Heart-brain interactions during social and cognitive stress in hypertensive disease: A multidimensional approach

Abstract

Hypertensive disease (HTD), a prominent risk factor for cardiovascular and cerebrovascular diseases, is characterized by elevated stress-proneness. Since stress levels are underpinned by both cardiac and neural factors, multidimensional insights are required to robustly understand their disruption in HTD. Yet, despite their crucial relevance, heart rate variability (HRV) and multimodal neurocognitive markers of stress in HTD remain controversial and unexplored respectively. To bridge this gap, we studied cardiodynamic as well as electrophysiological and neuroanatomical measures of stress in HTD patients and healthy controls. Both groups performed the Trier Social Stress Test (TSST), a validated stress-inducing task comprising a baseline and a mental stress period. During both stages, we assessed a sensitive HRV parameter (the low frequency/high frequency [LF/HF ratio]) and an online neurophysiological measure (the heartbeat-evoked potential [HEP]). Also, we obtained neuroanatomical data via voxel-based morphometry (VBM) for correlation with online markers. Relative to controls, HTD patients exhibited increased LF/HF ratio and greater HEP modulations during baseline, reduced changes between baseline and stress periods, and lack of significant stress-related HRV modulations associated with the grey matter volume of putative frontrostriatal regions. Briefly, HTD patients presented signs of stress-related autonomic imbalance, reflected in a potential basal stress overload and a lack of responsiveness to acute psychosocial stress, accompanied by neurophysiological and neuroanatomical alterations. These multimodal insights underscore the relevance of neurocognitive data for developing innovations in the characterization, prognosis and treatment of HTD and other conditions with autonomic imbalance. More generally, these findings may offer new insights into heart-brain interactions.
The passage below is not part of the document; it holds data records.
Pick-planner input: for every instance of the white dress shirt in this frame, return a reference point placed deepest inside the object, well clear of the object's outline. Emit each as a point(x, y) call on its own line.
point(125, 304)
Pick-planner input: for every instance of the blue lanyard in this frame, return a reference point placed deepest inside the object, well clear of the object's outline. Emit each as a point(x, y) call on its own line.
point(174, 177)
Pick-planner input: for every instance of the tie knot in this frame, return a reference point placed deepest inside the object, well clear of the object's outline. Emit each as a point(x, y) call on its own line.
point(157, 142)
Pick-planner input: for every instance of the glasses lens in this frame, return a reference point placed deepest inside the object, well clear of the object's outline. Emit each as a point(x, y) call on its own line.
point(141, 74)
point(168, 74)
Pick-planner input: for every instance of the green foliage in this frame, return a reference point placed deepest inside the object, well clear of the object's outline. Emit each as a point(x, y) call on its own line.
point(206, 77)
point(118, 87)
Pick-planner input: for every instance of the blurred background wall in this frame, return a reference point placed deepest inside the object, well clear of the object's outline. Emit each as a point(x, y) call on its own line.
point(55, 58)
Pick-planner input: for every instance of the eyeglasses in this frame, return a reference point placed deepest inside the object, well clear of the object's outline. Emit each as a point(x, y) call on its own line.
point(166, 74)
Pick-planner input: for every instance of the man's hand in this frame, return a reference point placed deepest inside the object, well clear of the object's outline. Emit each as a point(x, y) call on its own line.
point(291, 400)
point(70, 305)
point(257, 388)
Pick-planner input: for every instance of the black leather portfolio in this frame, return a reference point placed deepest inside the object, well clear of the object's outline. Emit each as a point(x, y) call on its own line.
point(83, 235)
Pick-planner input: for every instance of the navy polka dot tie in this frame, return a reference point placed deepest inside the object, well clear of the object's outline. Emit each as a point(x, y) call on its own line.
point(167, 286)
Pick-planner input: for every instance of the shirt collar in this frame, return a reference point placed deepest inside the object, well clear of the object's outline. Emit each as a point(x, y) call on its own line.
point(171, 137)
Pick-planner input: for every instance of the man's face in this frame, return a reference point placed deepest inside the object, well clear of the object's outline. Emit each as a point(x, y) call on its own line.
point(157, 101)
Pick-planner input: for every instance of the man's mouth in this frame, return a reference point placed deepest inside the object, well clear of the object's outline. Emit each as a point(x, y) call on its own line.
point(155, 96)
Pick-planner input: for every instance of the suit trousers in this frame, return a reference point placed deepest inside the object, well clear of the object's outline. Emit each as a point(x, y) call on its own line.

Keywords: heart rate variability; hypertension; psychosocial stress.

Figure 1.

(a) Differences in HRV during the TSST: Baseline and stress periods (superior row), subtraction between stress and baseline (inferior row). Significant differences are indicated with an asterisk (P < 0.05). Individual modulations are represented inside and outside the box as points. The middle box line indicates the group’s mean values. (b) HEP modulation in frontal ROI during the baseline and stress periods during the TSST: Differences between groups were calculated via Monte Carlo permutations analyses (5000 permutations, P < 0.05), point by point (Manly, 2006). Following previous reports, a minimum extension of five consecutive points was establish to ensure temporally robust results (García-Cordero et al., 2016; Salamone et al., 2018). Shadowed bars around ERP modulations indicate SEM. Grey boxes indicate significant differences. (c) Association between HEP modulation and HRV during the baseline and stress periods of the TSST: Significant correlations are indicated with an asterisk (P < 0.05). (d) Regressions between GM volume and HRV during the baseline and stress periods of the TSST: these analyses were conducted to identify regions in each group that were associated with the HRV during the TSST (P < 0.001 uncorrected, extent threshold = 30 voxels). Baseline (left), stress (right). HEP: Heart evoked potential; HRV: Heart rate variability; HTD: Hypertensive disease; TSST: Trier Stress Social Test.